Skoltech Computer Vision Group is developing computer systems to retrieve and organize the information contained in images of various origins. For this purpose, group members develop new machine learning techniques that can be adapted to the visual information diversity in a modern world. One of these classes of methods actively studied in Lempitsky group are deep learning approaches.

stylized_markers_2The first paper that will be presented on NIPS is co-authored by Skoltech Master’s graduate Oleg Grinchuk and PhD student Vadim Lebedev. The work proposes an alternative to existing classes of visual markers ( such as QR codes and bar codes). Essentially, the researchers propose a novel approach to visual markers design. The marker design process involves a deep neural network that converts input bit sequences into visual markers. Another neural network is trained to recover the input bit sequence from the distorted markers. The learning process configures both the neural networks in parallel, to optimize both the robustness of the recognition and the aesthetic quality of the markers. As a result designed by deep learning markers can be done in any visual style or brand including the style of a particular organization. Thus, the new markers look quite differently from the usual black and white QR-codes and other existing systems on the market. Markers, developed in Lempitsky’s group are bright and colorful, but they are still coding information. Examples of such markers can be found on the project page.

Vadim Lebedev: “When we create a visual marker, we take an input bit sequence (64-256 bits), and a special neural network draws a visual marker based on this code. Then you can print it, hang on the wall and take a photo. The second neural network is needed to decode the information from this image. We learned how to model the process that is happening with an image during printing and under taken a photo. It allowed us to train the two networks jointly and at the same time. That’s why our approach is very flexible and we can adapt markers for specific reading devices and usage conditions.”

 For now, this technology has a limit in the  amount of information that can be encoded (which is less than in QR-codes). Nevertheless, such visual markers can be already used to encode dynamic links and to facilitate user indoor navigation.

The second work accepted to NIPS, was done by the PhD student Evgeniya Ustinova and is concerned with training neural networks that embed data into high-dimensional vectorial spaces. Such embeddings are widely used and have a range of applications, e.g. in image search and retrieval. Ustinova and Lempitsky were able to develop new criteria (loss function) that can be used to train such neural networks and has an advantage over previously proposed criteria in having less number of tunable parameters and producing better embeddings resulting in more accurate image search.

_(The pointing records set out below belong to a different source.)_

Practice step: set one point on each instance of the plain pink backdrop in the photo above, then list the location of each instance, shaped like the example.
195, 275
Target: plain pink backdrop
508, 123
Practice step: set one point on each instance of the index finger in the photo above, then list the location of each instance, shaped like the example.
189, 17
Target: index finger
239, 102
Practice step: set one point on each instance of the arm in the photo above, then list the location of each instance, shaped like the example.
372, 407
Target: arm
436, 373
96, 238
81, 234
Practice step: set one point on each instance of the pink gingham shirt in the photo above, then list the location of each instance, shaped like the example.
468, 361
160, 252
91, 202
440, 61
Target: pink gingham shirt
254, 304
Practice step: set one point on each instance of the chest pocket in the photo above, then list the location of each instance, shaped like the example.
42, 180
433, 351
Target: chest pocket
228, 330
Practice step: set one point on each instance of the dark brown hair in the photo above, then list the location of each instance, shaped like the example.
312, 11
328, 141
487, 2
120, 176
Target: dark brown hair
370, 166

Deep neural networks currently demonstrate state-of-the-art performance in many domains of large-scale machine learning, such as computer vision, speech recognition, text processing, etc. Skoltech’s Computer Vision group is focused on the methods and approaches concerned with the application of deep neural networks to visual information. Among recent group achievements there is an algorithm that can change the direction of the gaze in images and video in real time, an algorithm for image stylization in real time and a method for improved object detection in microscopy images developed jointly with colleagues from Oxford. The technology developed in Computer Vision group has been successfully commercialized. E.g. recently the Eye Contact Videoconferencing Technology was licensed to the RealD company.

Victor Lempitsky: “With each year it becomes more difficult to publish your work at NIPS. The two papers from our group that were accepted this time have different flavours (the first is more applied and the second is somewhat more fundamental), they demonstrate the level of research in our group and they have many practical applications. I want to congratulate all group members who were involved.”

* NIPS (Advances in Neural Information Processing Systems) — is the largest global forum on artificial intelligence and machine learning. NIPS is held since 1987. The papers submitted to the conference pass rigorous competitive selection based on doubly-anonymous reviewing.